NEWARK — Following the removal of a United Airlines passenger from an airplane by force last month, two New Jersey Democrats are proposing new legislation that would take aim at airlines’ practice of overbooking flights and denying service to ticketed passengers.

At a news conference in Newark Airport, Sens. Cory Booker and Bob Menendez said their bill would sharply reduce instances of overbooking and impose other new regulations ahead of the June 30 deadline to reauthorize the Federal Aviation Authority’s agreements on funding and policy priorities.

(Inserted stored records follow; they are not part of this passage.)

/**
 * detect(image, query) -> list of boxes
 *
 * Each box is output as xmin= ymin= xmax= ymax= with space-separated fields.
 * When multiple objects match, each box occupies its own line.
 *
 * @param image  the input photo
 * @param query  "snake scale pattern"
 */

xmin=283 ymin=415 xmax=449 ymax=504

Changes include doing away with the $1,350 cap on payouts for ejected passengers and forbidding airlines from rejecting travelers who have already boarded the aircraft, as in the most recent United case. Security staff physically dragged a Kentucky doctor, David Dao, from his seat when he declined to leave the plane, and video of the incident quickly spread across the Internet.

“It should be a cost consequence to the airline and their bottom line,” Menendez said of the bill, the aptly acronymed Transparency, Improvements and Compensation to Keep Every Ticketholder Safe (TICKETS) Act. “They’re making some record profits. We’re just simply saying that if $1,350 doesn’t solve your problem, the you shouldn’t be limited to $1,350 so that you can avoid incidents like we saw in the United flight.”

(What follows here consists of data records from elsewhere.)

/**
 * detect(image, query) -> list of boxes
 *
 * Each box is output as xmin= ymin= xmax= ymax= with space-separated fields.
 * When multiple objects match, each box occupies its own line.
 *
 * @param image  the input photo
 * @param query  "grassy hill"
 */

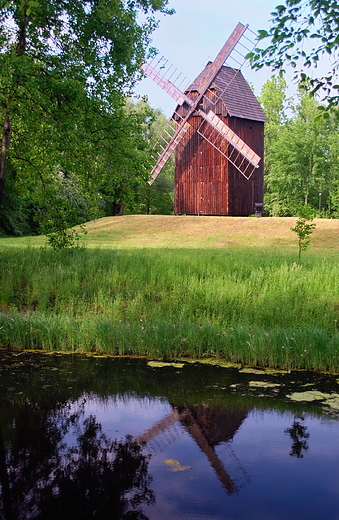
xmin=0 ymin=215 xmax=339 ymax=253
xmin=0 ymin=215 xmax=339 ymax=371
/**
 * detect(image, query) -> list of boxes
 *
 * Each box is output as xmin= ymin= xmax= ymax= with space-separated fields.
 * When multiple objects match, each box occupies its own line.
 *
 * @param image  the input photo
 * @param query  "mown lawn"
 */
xmin=0 ymin=216 xmax=339 ymax=371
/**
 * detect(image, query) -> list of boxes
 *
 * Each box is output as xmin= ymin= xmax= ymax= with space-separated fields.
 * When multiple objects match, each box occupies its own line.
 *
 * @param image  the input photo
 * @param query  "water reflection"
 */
xmin=285 ymin=416 xmax=310 ymax=459
xmin=135 ymin=406 xmax=247 ymax=493
xmin=0 ymin=352 xmax=339 ymax=520
xmin=0 ymin=405 xmax=154 ymax=520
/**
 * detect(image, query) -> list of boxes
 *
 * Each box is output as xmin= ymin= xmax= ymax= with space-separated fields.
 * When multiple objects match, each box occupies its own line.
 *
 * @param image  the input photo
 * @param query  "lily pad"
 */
xmin=249 ymin=381 xmax=281 ymax=388
xmin=287 ymin=390 xmax=333 ymax=402
xmin=239 ymin=368 xmax=288 ymax=375
xmin=164 ymin=459 xmax=192 ymax=471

“United Airlines might now change some of its policies, but that’s not industry-wide change,” Booker said. “We have a lot of leverage coming with the FAA reauthorization and I think you’re going to find a lot of bipartisan desire to create more accountability for the airlines.”

The bill also would require airlines to specify its policies on voluntary and involuntary denial of boarding, as well as have the U.S. Transportation Department review federal policy on how many tickets airlines may sell over the limit of what they can accommodate on a flight. Flight crews would also be required to provide sixty minutes’ advance notice of a denial of service.